His stomach was in knots despite the effort he made on concentrating on the longer goal; getting off Pandem and out to the safety of the stars if not directly back to Triton.
The temptation to initiate communications with his ship, to reach out and see if they were listening was incredible. Though it was almost more than he could stand he couldn't do it, there was a good chance they would respond and give away their position and it just wasn't time
for that yet.
“We're almost there,” Jake said over the general command channel. “Just around the corner.”
“We'll be ready to move as soon as you get here,” Ayan replied.
Jake watched the magnified screen closely as they came out from between the last of the old transit cars. Even though they were far underground and the darkness of the tunnel was still pressing down on them, it felt like they were moving out of being trapped in a small space, into a much broader, freer environment. It was an easy feeling to enjoy and as Jake looked on Ayan and Jason came into view.

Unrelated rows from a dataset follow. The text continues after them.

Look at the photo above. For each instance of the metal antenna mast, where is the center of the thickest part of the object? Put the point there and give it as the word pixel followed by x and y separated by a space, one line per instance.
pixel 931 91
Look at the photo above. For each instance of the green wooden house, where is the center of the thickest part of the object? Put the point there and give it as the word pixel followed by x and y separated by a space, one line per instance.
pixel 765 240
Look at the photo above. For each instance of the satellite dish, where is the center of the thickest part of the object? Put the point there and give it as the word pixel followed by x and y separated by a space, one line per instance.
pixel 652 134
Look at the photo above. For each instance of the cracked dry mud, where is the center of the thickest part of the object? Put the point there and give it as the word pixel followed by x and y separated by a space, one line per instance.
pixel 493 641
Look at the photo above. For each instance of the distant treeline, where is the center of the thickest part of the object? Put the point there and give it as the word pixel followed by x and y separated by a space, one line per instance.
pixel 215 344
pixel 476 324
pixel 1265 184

They were still over a hundred meters away, but as watched them the mental image of the Ayan he had met on Triton, of her final, parting smile, began to fade. It was replaced with what was right before his eyes. Her dark grey poncho hood was up, a few blonde curls had fought their way free and dangled down the front. She was happy, talking to Jason about something he couldn't overhear. There were differences, she was shorter, she'd gone blonde, and dimples played in cheeks that were thicker than he recalled, but she was still Ayan, she was still the most beautiful sight he'd ever laid eyes on.
The people behind her came into view. They looked more sullen but watched Jason and Ayan or spoke amongst themselves casually. It was good to see new faces, other survivors. It was incredible that anyone had survived the wasteland above the tunnels. All that wholesale destruction brought on by the Order of Eden couldn't eliminate all life in the city of Damshir and it was encouraging.
He had never been with a group of people who knew how to survive as well as those behind and beside him and he wouldn't have believed it unless he had seen it for himself. The things he'd done in his past career as a hunter seemed small compared to the hardships imposed on the survivors by Regent Galactic and the Order of Eden's West Watcher army.
The thought that his ship, Triton, a heavily armed close combat carrier with thousands aboard might be just in orbit, so close yet so far away nagged at him. Once he got aboard he would find out how the crew and ship were, situate the survivors who wanted to remain and help with the ship and then get to work.